How many pages on a web site?

Forum Moderators: phranque

Message Too Old, No Replies

How many pages on a web site?

Is there a way to tell?

kittykatt

7:41 pm on Mar 6, 2003 (gmt 0)

Forgive the newbie question, but is there a tool out there that will tell me how many pages is on a web site?

Thanks!

tedster

9:17 pm on Mar 6, 2003 (gmt 0)

It's a hard question to answer because there's no easy deifnition of "web site". In fact, there's some talk at the W3C about adding a site variable to the HTTP header spec just to clear that up.

Here's one issue - what appears to be a single "site" can consist of page elements drawn from more than one domain. Check out the URL for the images on this page, for a basic example.

I have one client whose website has become so entangled with their parent company's site that it's hard to say whether it's one site or two. And it's served from 6 different domains and three different servers in three different locations.

There are site grabber tools that will spider links beginning on a certain page and then save all the pages they find on the crawl.

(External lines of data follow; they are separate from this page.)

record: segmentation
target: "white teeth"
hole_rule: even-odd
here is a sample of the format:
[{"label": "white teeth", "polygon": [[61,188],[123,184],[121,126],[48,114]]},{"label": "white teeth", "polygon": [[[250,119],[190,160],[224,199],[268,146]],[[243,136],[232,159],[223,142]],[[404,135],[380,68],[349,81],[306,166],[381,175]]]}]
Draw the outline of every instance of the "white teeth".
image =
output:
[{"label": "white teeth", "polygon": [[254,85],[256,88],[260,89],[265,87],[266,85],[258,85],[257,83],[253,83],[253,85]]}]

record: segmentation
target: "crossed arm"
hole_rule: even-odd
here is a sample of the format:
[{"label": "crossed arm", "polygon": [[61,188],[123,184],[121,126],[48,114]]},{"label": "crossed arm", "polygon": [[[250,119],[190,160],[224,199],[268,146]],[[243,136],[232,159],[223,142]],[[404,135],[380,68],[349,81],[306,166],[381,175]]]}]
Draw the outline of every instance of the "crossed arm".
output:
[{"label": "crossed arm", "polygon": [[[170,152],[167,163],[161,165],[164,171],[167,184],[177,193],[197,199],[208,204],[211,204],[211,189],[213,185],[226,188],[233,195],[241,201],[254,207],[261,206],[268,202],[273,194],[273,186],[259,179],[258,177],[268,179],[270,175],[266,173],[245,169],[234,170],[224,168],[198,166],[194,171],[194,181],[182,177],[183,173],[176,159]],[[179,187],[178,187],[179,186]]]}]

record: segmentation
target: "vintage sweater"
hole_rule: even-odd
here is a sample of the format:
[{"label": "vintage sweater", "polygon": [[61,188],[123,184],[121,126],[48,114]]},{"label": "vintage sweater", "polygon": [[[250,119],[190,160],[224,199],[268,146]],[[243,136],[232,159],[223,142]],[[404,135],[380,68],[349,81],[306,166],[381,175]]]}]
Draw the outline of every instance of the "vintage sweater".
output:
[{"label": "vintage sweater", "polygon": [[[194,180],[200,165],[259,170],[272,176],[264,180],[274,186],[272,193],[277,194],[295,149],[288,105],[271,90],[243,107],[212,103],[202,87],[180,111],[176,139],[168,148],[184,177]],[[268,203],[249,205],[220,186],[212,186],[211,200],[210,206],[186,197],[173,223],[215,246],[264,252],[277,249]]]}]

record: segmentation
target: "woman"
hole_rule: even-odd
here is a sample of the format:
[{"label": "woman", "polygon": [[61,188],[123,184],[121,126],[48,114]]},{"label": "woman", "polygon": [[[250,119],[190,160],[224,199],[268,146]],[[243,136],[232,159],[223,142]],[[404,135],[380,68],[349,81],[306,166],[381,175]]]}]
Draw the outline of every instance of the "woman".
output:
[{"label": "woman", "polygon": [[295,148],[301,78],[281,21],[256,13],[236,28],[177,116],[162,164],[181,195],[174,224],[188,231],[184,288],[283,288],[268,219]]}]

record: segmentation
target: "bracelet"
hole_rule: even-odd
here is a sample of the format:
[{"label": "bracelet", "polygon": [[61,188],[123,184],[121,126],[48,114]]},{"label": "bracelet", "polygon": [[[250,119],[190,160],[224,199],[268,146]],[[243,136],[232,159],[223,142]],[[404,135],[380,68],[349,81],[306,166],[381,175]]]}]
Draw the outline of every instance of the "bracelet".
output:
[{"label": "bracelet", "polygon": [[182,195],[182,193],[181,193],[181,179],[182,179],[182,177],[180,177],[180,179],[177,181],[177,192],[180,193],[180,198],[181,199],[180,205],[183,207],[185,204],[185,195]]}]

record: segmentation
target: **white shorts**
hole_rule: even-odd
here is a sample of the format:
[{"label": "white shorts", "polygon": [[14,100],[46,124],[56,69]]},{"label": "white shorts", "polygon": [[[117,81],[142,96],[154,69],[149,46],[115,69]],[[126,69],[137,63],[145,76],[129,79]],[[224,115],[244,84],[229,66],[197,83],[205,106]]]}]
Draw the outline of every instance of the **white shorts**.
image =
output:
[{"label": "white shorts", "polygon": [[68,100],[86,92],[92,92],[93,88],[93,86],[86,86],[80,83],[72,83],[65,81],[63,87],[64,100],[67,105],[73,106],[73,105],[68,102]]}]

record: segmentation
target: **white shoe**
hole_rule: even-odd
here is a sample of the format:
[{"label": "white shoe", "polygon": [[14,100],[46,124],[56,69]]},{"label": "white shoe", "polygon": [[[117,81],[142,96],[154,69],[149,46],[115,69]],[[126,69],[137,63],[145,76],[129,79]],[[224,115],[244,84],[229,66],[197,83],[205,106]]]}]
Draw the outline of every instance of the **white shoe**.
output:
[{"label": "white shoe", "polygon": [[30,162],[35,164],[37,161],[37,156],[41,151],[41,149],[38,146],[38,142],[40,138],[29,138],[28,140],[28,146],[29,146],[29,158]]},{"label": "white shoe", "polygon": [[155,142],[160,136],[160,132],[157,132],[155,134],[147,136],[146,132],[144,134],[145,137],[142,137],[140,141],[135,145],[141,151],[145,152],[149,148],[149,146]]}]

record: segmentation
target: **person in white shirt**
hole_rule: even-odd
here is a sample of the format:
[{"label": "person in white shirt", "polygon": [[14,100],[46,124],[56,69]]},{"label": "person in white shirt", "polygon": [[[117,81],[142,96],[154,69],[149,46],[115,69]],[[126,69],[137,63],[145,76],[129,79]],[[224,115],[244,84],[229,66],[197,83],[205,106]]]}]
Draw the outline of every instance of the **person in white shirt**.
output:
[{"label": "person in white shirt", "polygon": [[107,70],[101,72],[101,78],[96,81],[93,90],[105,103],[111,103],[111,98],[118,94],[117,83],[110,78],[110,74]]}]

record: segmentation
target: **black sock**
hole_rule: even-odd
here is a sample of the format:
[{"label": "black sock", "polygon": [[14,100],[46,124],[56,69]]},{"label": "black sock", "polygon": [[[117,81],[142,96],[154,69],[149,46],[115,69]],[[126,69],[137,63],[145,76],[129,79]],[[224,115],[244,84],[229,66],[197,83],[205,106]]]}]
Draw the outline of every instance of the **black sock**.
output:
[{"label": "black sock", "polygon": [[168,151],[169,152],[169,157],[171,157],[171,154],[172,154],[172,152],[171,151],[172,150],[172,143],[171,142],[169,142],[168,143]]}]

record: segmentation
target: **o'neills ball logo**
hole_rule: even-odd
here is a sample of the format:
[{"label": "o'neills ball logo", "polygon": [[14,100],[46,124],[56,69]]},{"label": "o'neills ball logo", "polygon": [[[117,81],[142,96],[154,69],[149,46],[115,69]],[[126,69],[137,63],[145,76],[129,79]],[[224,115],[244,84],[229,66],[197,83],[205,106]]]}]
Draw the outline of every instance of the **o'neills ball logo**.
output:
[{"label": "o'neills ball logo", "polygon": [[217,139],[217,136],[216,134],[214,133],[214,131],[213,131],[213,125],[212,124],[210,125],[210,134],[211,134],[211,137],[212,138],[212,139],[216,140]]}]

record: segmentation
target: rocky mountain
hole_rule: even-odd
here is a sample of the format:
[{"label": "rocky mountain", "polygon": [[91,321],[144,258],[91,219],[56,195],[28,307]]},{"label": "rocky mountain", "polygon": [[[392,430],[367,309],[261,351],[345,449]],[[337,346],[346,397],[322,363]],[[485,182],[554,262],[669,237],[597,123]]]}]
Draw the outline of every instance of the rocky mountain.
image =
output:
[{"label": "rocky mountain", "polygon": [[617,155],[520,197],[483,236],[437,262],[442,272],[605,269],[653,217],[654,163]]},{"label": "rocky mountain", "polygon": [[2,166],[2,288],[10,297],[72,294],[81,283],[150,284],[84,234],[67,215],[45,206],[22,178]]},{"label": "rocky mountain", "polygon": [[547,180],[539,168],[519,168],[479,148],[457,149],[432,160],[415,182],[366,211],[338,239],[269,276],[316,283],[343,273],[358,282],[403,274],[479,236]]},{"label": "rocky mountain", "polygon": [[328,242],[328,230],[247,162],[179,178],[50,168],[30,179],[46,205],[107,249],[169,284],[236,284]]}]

But they would miss orphaned pages, doorway pages that only link inbound, and so on.

kittykatt

9:39 pm on Mar 6, 2003 (gmt 0)

Could you tell me where I could find the site grabber tool you refer to?

That would give me a place to start. Thanks!

gopi

10:50 pm on Mar 6, 2003 (gmt 0)

You can use a very simple but crude method using google

Just type "site:<site.com> <some-common-word> " in google

The site.com is the site in question and the common word is some word/phrase which is the same in all pages ( like copyright notice )...

Ofcourse it will give only the pages indexed by google :)

gethan

10:56 pm on Mar 6, 2003 (gmt 0)

Alltheweb have some nice site investigation tools too:

(See tedster's caveats though - these are only the things that fast knows about)

WebmasterWorld investigated [alltheweb.com] - list number of pages as 114,000+

Or type in www.webmasterworld.com in the search and find out about the 42,000 incoming links :)